While there is still much to learn about the causes of facial neuropathies, there are a number of treatments that have been proven to be helpful. When trying to manage the symptoms of orofacial neuropathic pain, it is frequently discovered that a combination of therapies and treatments works best. The development of treatment strategies for the disorders included here should be done in consultation with a physician, as is the case with all neuropathic pain conditions.
- Anti-seizure medications: The first line of treatment for trigeminal neuralgia is often medicine that inhibits abnormal nerve firing. Anticonvulsant pharmaceuticals such as carbamazepine, oxcarbazepine, topiramate, and a number of other treatments considered to be useful in reducing nerve overactivity may be prescribed by a doctor. It is frequently possible to determine the ideal dosage for these powerful medications by gradually titrating the dosage while closely observing the drug’s effects and side effects.
- Trigeminal Neuropathy
If the pain is coming from a nerve close to the teeth or gums, local anesthetics and steroid injections may help to lessen the symptoms of atypical odontalgia. Pain alleviation has also been observed when topical medicinal creams are applied after preparation. Anti-seizure drugs, tricyclic antidepressants, or serotonin- norepinephrine reuptake inhibitors are examples of drug treatment choices.
Treating Sleep Apnea: Surgical treatment may be necessary if pain brought on by nerve injury from a dental operation does not subside within 6 to 8 weeks. 70 percent of patients report at least a 75 percent improvement in symptoms when treatment is started within 10 to 12 weeks of the injury. The likelihood of successfully treating nerve damage brought on by dentistry and medical operations increases the closer they are done to the incident.
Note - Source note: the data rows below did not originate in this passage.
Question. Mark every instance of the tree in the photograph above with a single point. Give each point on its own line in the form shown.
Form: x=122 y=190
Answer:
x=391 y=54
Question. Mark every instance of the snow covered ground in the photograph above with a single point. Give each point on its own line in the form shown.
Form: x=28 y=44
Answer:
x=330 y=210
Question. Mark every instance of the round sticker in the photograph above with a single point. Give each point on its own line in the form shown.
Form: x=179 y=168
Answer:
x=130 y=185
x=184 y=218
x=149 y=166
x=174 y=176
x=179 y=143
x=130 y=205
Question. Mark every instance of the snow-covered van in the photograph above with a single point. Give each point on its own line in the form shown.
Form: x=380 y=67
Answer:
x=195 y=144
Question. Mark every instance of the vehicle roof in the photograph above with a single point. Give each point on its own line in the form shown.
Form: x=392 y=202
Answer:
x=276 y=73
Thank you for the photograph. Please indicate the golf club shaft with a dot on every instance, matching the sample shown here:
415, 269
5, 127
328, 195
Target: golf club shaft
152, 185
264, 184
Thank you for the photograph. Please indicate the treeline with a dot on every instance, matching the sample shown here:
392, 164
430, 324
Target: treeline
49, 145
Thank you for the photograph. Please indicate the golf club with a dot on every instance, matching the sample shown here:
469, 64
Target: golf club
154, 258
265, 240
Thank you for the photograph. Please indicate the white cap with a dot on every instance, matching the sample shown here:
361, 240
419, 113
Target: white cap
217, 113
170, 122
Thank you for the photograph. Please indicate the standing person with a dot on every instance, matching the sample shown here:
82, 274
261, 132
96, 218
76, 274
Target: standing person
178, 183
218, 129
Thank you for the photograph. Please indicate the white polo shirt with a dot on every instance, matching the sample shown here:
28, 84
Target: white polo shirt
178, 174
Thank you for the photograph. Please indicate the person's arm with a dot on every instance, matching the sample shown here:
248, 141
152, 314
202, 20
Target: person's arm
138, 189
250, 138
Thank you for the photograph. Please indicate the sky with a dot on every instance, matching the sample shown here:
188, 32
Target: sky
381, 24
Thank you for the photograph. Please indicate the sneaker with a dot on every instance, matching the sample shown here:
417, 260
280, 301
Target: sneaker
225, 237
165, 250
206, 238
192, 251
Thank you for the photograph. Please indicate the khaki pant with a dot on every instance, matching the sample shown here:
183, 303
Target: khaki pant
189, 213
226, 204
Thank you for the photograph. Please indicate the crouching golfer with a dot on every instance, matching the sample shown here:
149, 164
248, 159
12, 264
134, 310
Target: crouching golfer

Therapy using oral appliances for pain: As you may already be aware, oral appliance therapy is the second currently accepted treatment option for sleep apnea and snoring. This recommendation comes from the American Academy of Sleep Medicine. Oral appliances should be used to treat the majority of people who currently have sleep apnea, who fall into the mild to moderate categories. Despite the fact that CPAP therapy is incredibly effective, some patients are unable to or prefer not to wear the face mask with the associated air compressor.